By Girija S. Semuwal:

Is this real? Seeing a cartoon, if a child were to ask this question to his parents, it is understandable how they would tell him the difference between reality and what’s created for fun. A cartoon, ordinarily, is a humorous representation of our surrounding realities that’s meant to make us laugh. It assumes that we can relate to and perhaps remember something better if it’s illustrated and has some feeling attached to it.
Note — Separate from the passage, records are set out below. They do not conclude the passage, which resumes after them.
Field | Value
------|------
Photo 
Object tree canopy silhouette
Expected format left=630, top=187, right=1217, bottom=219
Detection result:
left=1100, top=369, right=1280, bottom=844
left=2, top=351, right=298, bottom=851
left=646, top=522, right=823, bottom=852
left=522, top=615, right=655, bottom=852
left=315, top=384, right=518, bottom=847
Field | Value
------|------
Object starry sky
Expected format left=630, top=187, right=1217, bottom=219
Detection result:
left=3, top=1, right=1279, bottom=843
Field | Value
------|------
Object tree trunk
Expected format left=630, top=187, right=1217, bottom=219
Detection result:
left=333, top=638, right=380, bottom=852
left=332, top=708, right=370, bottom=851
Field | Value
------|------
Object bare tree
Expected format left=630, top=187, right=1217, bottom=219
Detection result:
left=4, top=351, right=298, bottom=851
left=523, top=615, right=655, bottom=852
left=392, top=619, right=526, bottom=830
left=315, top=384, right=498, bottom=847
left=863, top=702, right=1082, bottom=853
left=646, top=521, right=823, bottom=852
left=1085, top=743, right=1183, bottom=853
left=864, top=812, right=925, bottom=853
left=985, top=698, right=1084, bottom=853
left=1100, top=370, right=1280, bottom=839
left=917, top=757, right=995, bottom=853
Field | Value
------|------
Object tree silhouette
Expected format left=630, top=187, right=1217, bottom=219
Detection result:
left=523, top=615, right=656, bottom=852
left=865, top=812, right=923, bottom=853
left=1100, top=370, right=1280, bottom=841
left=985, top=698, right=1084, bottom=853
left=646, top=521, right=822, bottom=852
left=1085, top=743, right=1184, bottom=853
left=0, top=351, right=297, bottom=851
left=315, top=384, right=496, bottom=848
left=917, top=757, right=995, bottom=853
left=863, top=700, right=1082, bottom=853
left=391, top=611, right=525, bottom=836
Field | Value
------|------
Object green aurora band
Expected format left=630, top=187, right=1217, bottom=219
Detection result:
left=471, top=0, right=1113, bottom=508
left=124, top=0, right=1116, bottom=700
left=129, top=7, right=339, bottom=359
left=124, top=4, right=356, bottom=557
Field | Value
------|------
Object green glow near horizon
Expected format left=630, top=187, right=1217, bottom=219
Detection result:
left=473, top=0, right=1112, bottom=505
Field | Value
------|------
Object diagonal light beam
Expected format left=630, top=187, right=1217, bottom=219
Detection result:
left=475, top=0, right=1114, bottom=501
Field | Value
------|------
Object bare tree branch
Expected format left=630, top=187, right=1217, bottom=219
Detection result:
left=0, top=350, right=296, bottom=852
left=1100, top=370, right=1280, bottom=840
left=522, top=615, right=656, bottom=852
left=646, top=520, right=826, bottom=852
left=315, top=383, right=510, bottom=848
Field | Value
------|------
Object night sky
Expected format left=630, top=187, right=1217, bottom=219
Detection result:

Sometimes, it has been proved, cartoons can be used as tools of political propaganda and clandestine indoctrination. The intention of such a cartoon, obviously not apparent to the viewers for whom it’s meant, can be easily singled out by a discerning eye. Such a cartoon usually has additional identifiers such as accompanying text and the context in which it occurs.

This recent trend within our polity of complicating the meaning of cartoons by drawing unnecessary inferences necessitates, in my view, the need of a revisiting the basic question “What is a cartoon?”

A cartoon showing Dr BR Ambedkar and Pt Jawaharlal Nehru in NCERT textbooks resulted in much uproar in the Indian parliament. This “political storm” required Human Resource Development Minister Kapil Sibal to apologise and say that the cartoon would be deleted, the textbook withdrawn, and an independent review instituted of all such cartoons and other “objectionable” material in all political science textbooks.

As in all cases, there are arguments and counter-arguments, both equally convincing. But debate is for grown-ups for whom it’s the modus operandi to arrive at right conclusions and judge who and what is right.

My submission is simple. Even if a cartoon is ‘polysemic’ i.e. it can be seen as meaning different things, can’t its meaning be explicated to readers in words? Why are we advocating a culture wherein a mere illustration can influence our judgements, make us believe anything and keep us from historical facts? Do we seriously expect that students who know and understand historical facts will be oblivious to them and instead only remember what a cartoon told them?

If there is such a tendency among them, if they are so naïve, gullible and impressionable, then this just tells us there’s a serious problem with our education and pedagogy. Are we empowering them to realize the difference between what’s real and what’s a figment of imagination? This is the real issue.